Mel Gibson retoma moral cristã para reafirmar valores nacionalistas.
Por Pedro Strazza.
Além de ser o primeiro filme que Mel Gibson dirige em dez anos e o responsável por conduzir o polêmico cineasta de volta ao circuito de Hollywood, Até o Último Homem é também mais um filme de guerra contemporâneo que enfoca o nacionalismo militar estadunidense em tempos de crise. Mesmo que seja uma história ambientada na Segunda Guerra Mundial, a história do soldado Desmond Doss traz à tona a crise de valores que o gênero passa nos dias de hoje tal qual os recentes Sniper Americano, 13 Horas - Os Soldados Secretos de Benghazi, Corações de Ferro e tantos outros fizeram nos últimos três anos.

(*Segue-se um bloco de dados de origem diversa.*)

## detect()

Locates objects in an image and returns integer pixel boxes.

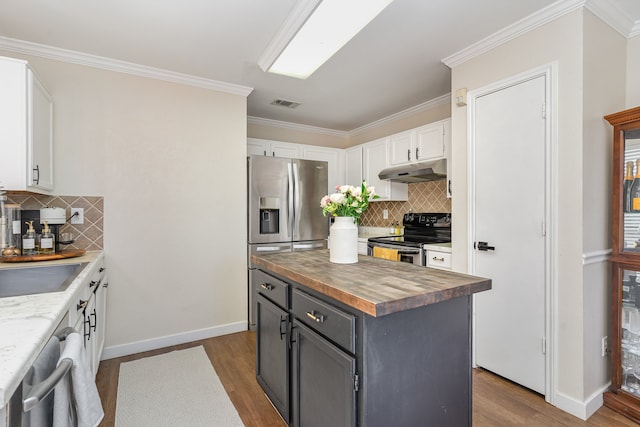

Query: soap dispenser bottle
[22,221,37,256]
[39,221,55,254]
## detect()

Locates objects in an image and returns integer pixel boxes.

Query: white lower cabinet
[67,256,107,378]
[424,245,452,270]
[357,238,368,255]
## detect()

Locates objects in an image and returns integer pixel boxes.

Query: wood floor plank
[96,331,636,427]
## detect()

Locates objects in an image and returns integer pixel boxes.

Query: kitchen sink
[0,262,88,298]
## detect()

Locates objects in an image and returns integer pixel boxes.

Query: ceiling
[0,0,638,132]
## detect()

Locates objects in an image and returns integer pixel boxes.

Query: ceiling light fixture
[258,0,394,80]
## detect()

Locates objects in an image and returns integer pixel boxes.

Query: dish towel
[24,335,61,427]
[53,332,104,427]
[373,246,400,261]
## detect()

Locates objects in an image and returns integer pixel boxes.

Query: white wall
[582,9,626,397]
[628,35,640,108]
[0,50,248,353]
[450,8,626,416]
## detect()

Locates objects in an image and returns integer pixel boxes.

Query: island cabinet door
[256,294,290,422]
[291,320,357,427]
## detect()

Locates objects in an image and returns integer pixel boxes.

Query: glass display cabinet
[604,106,640,421]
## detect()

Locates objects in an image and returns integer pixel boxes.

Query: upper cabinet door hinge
[542,103,547,119]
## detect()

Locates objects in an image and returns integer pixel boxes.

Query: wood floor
[96,331,637,427]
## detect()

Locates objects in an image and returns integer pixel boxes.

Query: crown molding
[0,36,253,97]
[586,0,640,37]
[442,0,640,68]
[349,93,451,136]
[248,116,350,138]
[442,0,585,68]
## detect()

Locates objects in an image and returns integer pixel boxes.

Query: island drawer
[292,288,355,354]
[254,269,288,309]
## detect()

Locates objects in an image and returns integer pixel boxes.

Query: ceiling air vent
[271,99,301,109]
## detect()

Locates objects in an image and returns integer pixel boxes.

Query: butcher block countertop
[251,249,491,317]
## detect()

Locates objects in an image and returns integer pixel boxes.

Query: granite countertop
[251,249,490,317]
[0,251,103,407]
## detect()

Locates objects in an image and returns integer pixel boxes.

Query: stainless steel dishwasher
[6,313,75,427]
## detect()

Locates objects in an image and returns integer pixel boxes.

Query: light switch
[383,209,389,219]
[455,88,467,107]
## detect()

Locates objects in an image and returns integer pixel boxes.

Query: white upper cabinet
[345,145,363,187]
[248,138,301,158]
[0,56,53,193]
[389,120,446,167]
[363,138,407,201]
[300,145,344,195]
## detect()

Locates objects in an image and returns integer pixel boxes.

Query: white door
[472,74,547,395]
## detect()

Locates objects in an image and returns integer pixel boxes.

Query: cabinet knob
[407,149,411,161]
[416,147,420,160]
[432,257,445,262]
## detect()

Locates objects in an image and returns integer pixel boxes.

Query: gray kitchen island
[251,249,491,427]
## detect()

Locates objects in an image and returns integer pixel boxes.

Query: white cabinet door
[0,57,53,194]
[247,139,268,156]
[389,130,414,166]
[363,139,388,198]
[363,138,407,201]
[271,141,301,159]
[29,70,54,191]
[93,277,107,377]
[247,138,301,158]
[388,121,447,166]
[301,145,343,195]
[415,122,444,162]
[345,146,363,187]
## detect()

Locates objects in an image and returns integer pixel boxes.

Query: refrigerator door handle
[293,162,301,238]
[287,162,294,238]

Mas enquanto seus contemporâneos tratam esta temática sob a ótica da desconstrução, de forma a enfraquecer a visão nacionalista do país mesmo em tramas que a princípio elevam este espírito (uma contradição das mais curiosas, vale sempre ressaltar), Gibson opta por cortar caminho e usar da problematização para reafirmar a força destes valores. O conto de Doss, afinal, carrega esta narrativa na veia: jovem cristão adventista que se recusava a pegar em armas, ele foi o primeiro objetor de consciência na História dos Estados Unidos a ser condecorado com a Medalha de Honra do Congresso.
O longa então se estabelece em três atos bastante discerníveis um do outro: se no primeiro o espectador é apresentado a Doss (Andrew Garfield) e às origens de sua crença pacifista pela figura do pai (Hugo Weaving), típico veterano de guerra traumatizado, o segundo se pauta todo no conflito passado no campo de treinamento entre o protagonista e o Exército, restando ao último a consagração do personagem na guerra. O verdadeiro martírio passado por Desmond para servir seu país - que envolve desde uma violência na infância e entre seus colegas da infantaria até a privação de seu casamento com a enfermeira Dorothy (Teresa Palmer) - é muito semelhante ao que Gibson realizou anos atrás com Jesus em A Paixão de Cristo, filme de resultados quase masoquistas frente ao sofrimento enquadrado, mas aqui a determinação do soldado em ajudar os companheiros e mesmo os inimigos ajuda a atenuar a sede por violência que é característica do cinema do diretor desde sempre.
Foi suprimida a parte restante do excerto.